I solved referrer spam & it only cost my soul (or a custom dimension)
For me referrer spam in Google Analytics isn’t just a small nuisance. Having a site with not that much traffic these abhorrent idiots polluting my tracking data are unnerving to say the least. Having to update my filters nearly every day only to have my data polluted non the less could nearly be a reason to switch tracking tools.
Why Google, even after months is not able to deliver a solution also seems a little odd to me.Some days ago I stumbled upon a solution nearly by accident:Working with multiple clients at different traffic scales for most of them the scale of this spam does not seem to be a problem at all. Non the less, it does polute their data. And I am a sucker for clean data.
For quite some time now I have been thinking about a solution for said problem. When within another context a client of the agency I work for started tracking the GA cookie ID into a custom dimension.
I thought about replicating this for my own implementation just to test something. That’s when I discovered that the hits coming from these spammers did not have a cookie ID. I had thought about it already. These polluting hits sent via the Measurement Protocol.
And no wonder as they (ab)use the measurement protocol’s inability to make sure only valid requests are registered into a GA property. Without any validation for tracking hits in place it is quite too easy for these spammers to massively send false data into other’s properties.
So if you do not need to use the Measurement Protocol, then there is a very simple solution. And instead of costing your soul, it only requires the use of an additional custom dimension. Especially if you are using Google Tag Manager the following steps can be implemented in minutes.
If you are in need of the Measurement Protocol, a very similar solution will work, but it would require a little bit more effort. Especially on the implementation side for tracking with the Measurement Protocol. More on that at the end of this post.
Solution for Referrer Spam using Google Tag Manager
#1: Create new CustomDimension
First of all you have to create a new custom dimension inside your Google Analytics property. Give it a Scope, that makes sense to you (I decided on using User as a scope).
Remember the index number, as you will later need this. And remember, that (at least in the free version of Google Analytics) you only have 20 dimensions. So you see, killing referrer spam comes at a price. Not quite your soul, but non the less using a custom dimension for something, that Google should have already figured out is not trivial.
#2: Create View for testing and implement filter
First of all. Create a View in your Google Analytics property for testing purposes. This is of utmost importance, as you do not wanna potentially taint your data in the raw data view by adding a mistake with your filter and destroying your data’s integrity.
So if you do not already have one, create a view for testing filters and implement the following filter:
- A custom filter
- Use Include-Ruleset
- Filter Field: The Name of the custom dimension you implemented in you last step (in my case: Cookie GA)
- Filter Patter: ^GA[0–9]\..*
Then save this filter and go on with the next step.
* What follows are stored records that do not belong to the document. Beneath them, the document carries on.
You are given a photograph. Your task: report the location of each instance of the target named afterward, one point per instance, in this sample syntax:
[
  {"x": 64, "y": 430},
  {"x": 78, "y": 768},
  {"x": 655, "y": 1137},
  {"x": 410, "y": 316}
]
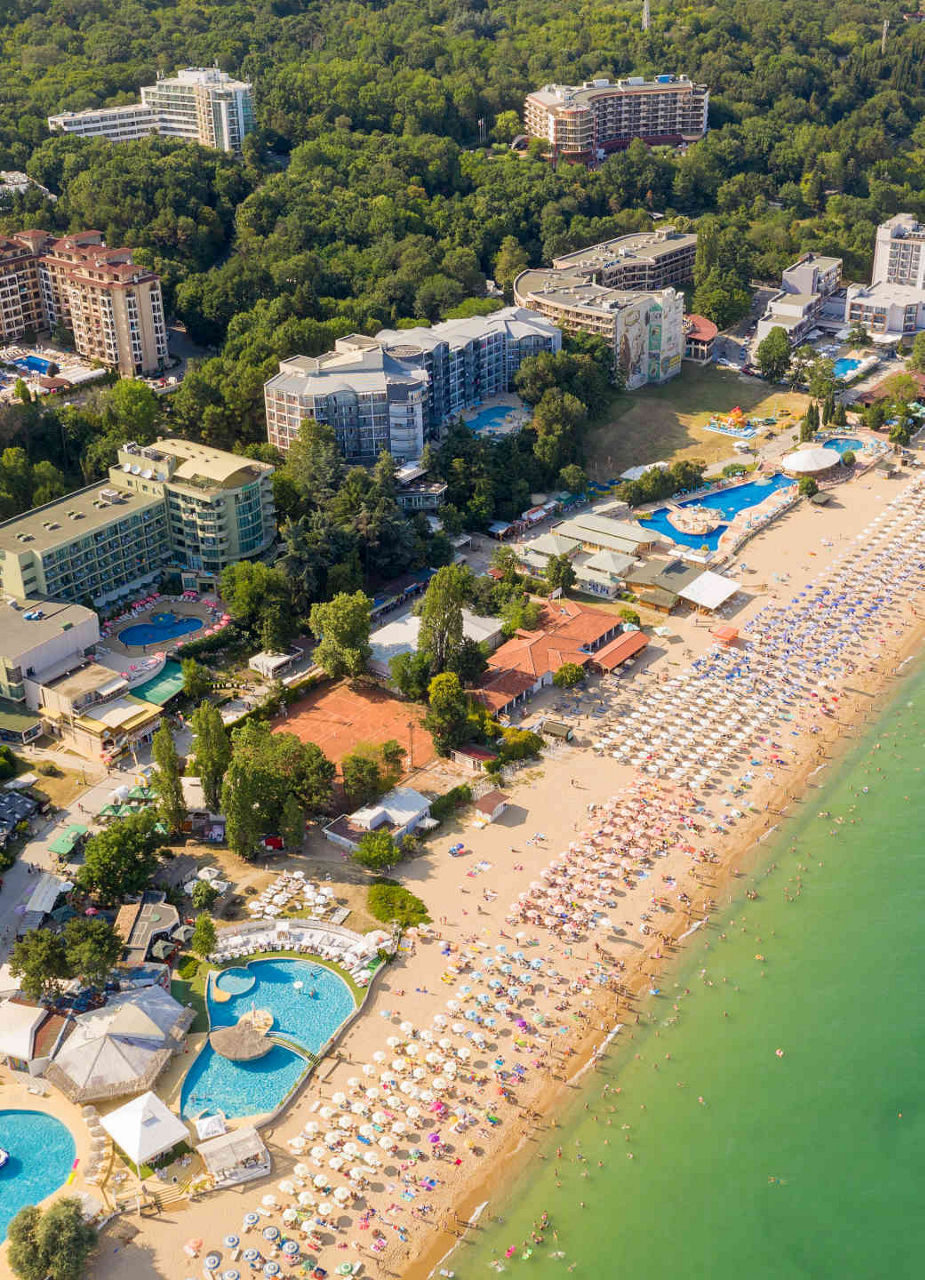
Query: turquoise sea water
[{"x": 802, "y": 1166}]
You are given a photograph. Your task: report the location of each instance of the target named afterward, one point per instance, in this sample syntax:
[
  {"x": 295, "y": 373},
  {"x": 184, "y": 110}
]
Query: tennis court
[{"x": 338, "y": 718}]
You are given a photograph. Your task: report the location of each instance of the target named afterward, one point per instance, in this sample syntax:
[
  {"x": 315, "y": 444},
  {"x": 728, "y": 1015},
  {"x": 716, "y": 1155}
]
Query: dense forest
[{"x": 380, "y": 186}]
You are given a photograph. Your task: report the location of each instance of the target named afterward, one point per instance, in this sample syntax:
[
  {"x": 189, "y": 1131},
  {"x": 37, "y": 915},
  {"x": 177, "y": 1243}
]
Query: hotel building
[
  {"x": 113, "y": 306},
  {"x": 397, "y": 389},
  {"x": 172, "y": 504},
  {"x": 644, "y": 328},
  {"x": 198, "y": 104},
  {"x": 582, "y": 122}
]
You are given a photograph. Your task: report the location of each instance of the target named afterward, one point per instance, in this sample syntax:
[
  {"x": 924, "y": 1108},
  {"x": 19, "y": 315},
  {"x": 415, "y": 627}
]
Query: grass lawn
[{"x": 667, "y": 423}]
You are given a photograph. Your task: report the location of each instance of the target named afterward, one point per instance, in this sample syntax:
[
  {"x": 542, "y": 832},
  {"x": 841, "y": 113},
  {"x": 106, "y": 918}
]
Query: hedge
[{"x": 445, "y": 804}]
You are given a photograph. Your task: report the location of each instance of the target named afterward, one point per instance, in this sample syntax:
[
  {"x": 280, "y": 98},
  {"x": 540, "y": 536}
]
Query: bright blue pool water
[
  {"x": 159, "y": 629},
  {"x": 488, "y": 417},
  {"x": 35, "y": 364},
  {"x": 306, "y": 1020},
  {"x": 843, "y": 444},
  {"x": 728, "y": 501},
  {"x": 236, "y": 982},
  {"x": 41, "y": 1156}
]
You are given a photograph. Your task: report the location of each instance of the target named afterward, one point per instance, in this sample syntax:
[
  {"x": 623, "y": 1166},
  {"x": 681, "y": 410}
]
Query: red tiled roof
[
  {"x": 624, "y": 647},
  {"x": 499, "y": 688},
  {"x": 700, "y": 328},
  {"x": 564, "y": 630}
]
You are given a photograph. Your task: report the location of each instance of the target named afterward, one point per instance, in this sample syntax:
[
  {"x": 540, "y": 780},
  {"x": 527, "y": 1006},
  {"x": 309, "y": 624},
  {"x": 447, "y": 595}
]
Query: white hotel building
[
  {"x": 198, "y": 104},
  {"x": 397, "y": 389}
]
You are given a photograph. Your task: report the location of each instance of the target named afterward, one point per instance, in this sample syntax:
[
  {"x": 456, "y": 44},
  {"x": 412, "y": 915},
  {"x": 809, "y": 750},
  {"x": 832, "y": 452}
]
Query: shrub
[
  {"x": 447, "y": 804},
  {"x": 388, "y": 901}
]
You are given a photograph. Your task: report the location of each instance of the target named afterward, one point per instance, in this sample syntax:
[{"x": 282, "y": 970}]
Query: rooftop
[
  {"x": 27, "y": 624},
  {"x": 641, "y": 246},
  {"x": 74, "y": 516}
]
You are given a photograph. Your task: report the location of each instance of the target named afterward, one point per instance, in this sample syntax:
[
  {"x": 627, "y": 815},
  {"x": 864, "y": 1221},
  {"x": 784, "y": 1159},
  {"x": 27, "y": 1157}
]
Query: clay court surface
[{"x": 338, "y": 718}]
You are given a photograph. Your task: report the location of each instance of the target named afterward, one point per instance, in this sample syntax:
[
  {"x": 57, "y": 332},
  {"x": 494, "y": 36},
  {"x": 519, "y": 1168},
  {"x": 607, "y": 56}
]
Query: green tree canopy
[
  {"x": 120, "y": 860},
  {"x": 342, "y": 627},
  {"x": 50, "y": 1244}
]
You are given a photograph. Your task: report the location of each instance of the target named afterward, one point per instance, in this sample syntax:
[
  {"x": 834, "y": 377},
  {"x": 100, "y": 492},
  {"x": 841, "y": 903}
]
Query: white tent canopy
[
  {"x": 709, "y": 590},
  {"x": 809, "y": 461},
  {"x": 145, "y": 1128},
  {"x": 18, "y": 1027}
]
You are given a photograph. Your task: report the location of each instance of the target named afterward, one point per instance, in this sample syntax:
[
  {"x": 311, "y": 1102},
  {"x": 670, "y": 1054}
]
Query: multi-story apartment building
[
  {"x": 645, "y": 329},
  {"x": 584, "y": 122},
  {"x": 645, "y": 260},
  {"x": 900, "y": 252},
  {"x": 113, "y": 306},
  {"x": 198, "y": 104},
  {"x": 219, "y": 506},
  {"x": 170, "y": 504},
  {"x": 397, "y": 389},
  {"x": 809, "y": 289},
  {"x": 369, "y": 400}
]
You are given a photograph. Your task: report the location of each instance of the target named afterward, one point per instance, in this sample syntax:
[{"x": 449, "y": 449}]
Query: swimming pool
[
  {"x": 728, "y": 501},
  {"x": 35, "y": 364},
  {"x": 846, "y": 366},
  {"x": 490, "y": 417},
  {"x": 306, "y": 1020},
  {"x": 159, "y": 629},
  {"x": 41, "y": 1156},
  {"x": 843, "y": 444}
]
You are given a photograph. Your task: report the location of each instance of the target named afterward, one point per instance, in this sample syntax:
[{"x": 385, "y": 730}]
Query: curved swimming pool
[
  {"x": 41, "y": 1152},
  {"x": 729, "y": 502},
  {"x": 159, "y": 629},
  {"x": 308, "y": 1004}
]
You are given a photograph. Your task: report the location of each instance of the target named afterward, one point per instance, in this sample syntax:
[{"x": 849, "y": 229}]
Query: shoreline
[
  {"x": 612, "y": 996},
  {"x": 788, "y": 792}
]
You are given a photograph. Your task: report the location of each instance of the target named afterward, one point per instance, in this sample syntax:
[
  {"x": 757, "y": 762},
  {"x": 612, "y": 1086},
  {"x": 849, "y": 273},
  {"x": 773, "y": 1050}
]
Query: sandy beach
[{"x": 635, "y": 860}]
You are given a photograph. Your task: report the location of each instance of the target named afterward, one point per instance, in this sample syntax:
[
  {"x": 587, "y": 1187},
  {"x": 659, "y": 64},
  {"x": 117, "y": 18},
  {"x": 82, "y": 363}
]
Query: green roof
[
  {"x": 17, "y": 718},
  {"x": 163, "y": 686}
]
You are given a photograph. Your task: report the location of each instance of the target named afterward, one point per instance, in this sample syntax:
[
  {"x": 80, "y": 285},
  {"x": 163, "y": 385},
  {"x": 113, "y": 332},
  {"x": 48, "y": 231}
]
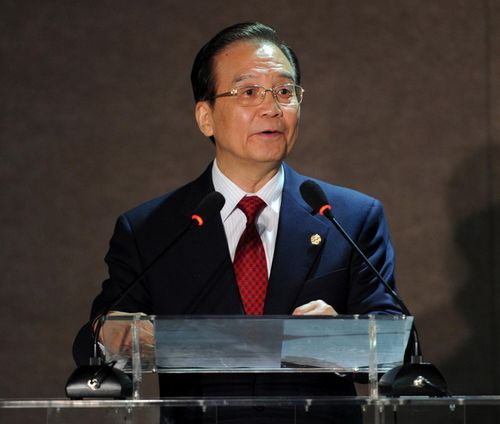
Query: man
[{"x": 246, "y": 87}]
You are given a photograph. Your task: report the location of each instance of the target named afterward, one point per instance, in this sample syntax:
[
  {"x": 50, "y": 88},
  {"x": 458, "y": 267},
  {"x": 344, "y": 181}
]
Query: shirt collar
[{"x": 270, "y": 192}]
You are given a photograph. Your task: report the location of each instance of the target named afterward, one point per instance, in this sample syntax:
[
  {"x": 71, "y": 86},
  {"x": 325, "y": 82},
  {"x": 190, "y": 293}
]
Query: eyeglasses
[{"x": 253, "y": 95}]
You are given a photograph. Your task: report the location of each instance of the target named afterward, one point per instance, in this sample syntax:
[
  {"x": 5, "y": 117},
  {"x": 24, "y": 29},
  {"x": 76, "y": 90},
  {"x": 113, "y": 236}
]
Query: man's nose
[{"x": 270, "y": 104}]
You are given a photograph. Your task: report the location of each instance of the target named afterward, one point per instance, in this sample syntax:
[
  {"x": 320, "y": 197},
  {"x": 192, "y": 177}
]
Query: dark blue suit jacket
[{"x": 196, "y": 276}]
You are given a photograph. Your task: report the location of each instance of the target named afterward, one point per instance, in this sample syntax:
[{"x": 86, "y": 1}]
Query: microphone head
[
  {"x": 210, "y": 205},
  {"x": 315, "y": 197}
]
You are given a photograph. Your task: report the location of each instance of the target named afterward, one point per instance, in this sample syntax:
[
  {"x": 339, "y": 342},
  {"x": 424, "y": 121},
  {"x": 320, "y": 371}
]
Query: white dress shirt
[{"x": 234, "y": 219}]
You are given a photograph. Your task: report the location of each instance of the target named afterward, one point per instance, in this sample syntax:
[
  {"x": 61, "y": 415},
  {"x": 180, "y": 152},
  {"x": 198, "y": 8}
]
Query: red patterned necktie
[{"x": 250, "y": 265}]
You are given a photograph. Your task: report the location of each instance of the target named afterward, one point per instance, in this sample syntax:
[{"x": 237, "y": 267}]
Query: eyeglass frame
[{"x": 234, "y": 92}]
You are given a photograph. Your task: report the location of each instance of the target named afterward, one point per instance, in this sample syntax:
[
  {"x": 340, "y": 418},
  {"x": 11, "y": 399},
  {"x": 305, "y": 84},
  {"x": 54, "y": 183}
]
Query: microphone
[
  {"x": 415, "y": 378},
  {"x": 98, "y": 380}
]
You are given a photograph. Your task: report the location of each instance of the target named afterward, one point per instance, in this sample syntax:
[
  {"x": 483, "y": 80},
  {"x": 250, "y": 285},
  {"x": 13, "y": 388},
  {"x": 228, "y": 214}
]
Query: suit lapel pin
[{"x": 315, "y": 239}]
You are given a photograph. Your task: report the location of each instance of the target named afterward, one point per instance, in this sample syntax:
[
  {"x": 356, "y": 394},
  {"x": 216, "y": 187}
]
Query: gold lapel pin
[{"x": 315, "y": 239}]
#3: Create GTM Custom Variable
Next you have to create a custom variable in your Google Tag Manager Container. Give it a name that follows your naming convention (I use cookie as a prefix for all types of cookie-variables).
Then add this variable to your basic Universal Analytics Tag an use the right index-number. If you have additional GA tags in your GTM container, I recommend adding the variable there as well. Especially if you decided on hit level scope.
Now you should test everything using the preview mode and the analytics debugging tools of your choice. If after some days all looks good, implement filter in normal filtered view (and remember always keep raw data view in place without filter).
As Stephen pointed out in the comments the GTM variable should be a ‘First Party Cookie’-variable.
So basically I’m reading the GA-Cookie, writing it into a custom dimension and only accepting hits in the filtered view, that have a real cookie (via the custom dimension).
#4: Solved referrer spam
Congratz you just solved the problem of referrer spam for yourself. At least, if you use Google Tag Manager. If not, the following solution might help you achieve the same result.
Then set this as a custom dimension within your GA tracking code (to be found at the official documentation) with
ga(‘set’, ‘dimension5’, ‘custom data’);
Do these two steps first thing, before sending the tracking information to the Google Analytics Server. If you do not wanna track the Google Analytics cookie for whatever reasons see the next chapter for a more data privacy friendly idea, what to use instead of the GA cookie.
Recommended video explanation:
Over at YouTube there is a great video from GTM Training, that shows the above solution as a video-tutorial with additional infos in it as well. So pay them some love and jump over there to have a look.
Solution for Measurement Protocol usage
You might think for yourself that this seems like a nice solution, but as you are in need of using the Measurement Protokoll for sending data into Google Analytics this would not help you in any way. Aren’t I right? Well, do not fear, I have a solution ready for you as well. In my humble opinion, this should be the solution, that Google would already have implemented by the way. Basically you also need a custom dimension to track some kind of app secret, or token that you use for fighting referrer spam.
Basically just follow steps 1 & 2 from the chapter above. But change the filter to something that resembles your personal secret. Ideally you might use a static value, that you can implement in the Measurement Protocol more easy.
You would have to use the cd<dimensionIndex> parameter like cd1=uft_23455b65.
Here you find the description in the official documentation. Then filter for that in your test view, analogous to the description above.
So as said, you basically create your own token, to track with every hit in the frontend, as well as in the Measurement Protokoll implementation. Then you use a custom dimension, to send it to the tracking server and use this to filter only valid tracking hits into your working view of Google Analytics.
If after some days all looks good, implement the filter in filtered working view (and remember: always keep raw data view in place without filter).
Why Google did not implement some kind of additional dimension working as a customizable token, I have no idea, but I am sure they are already working on a solution, as Stéphane Hamel pointed out in the Google Analytics community over on Google+. The guys over there are surely most dedicated to solve the problem, as this clearly taints the product experience right now and I strongly believe, the great people over at Google do not wanna tolerate this for any moment longer then necessary.
Keep looking for the official solution non the less. And in the meantime I hope I could be of a little bit help to you.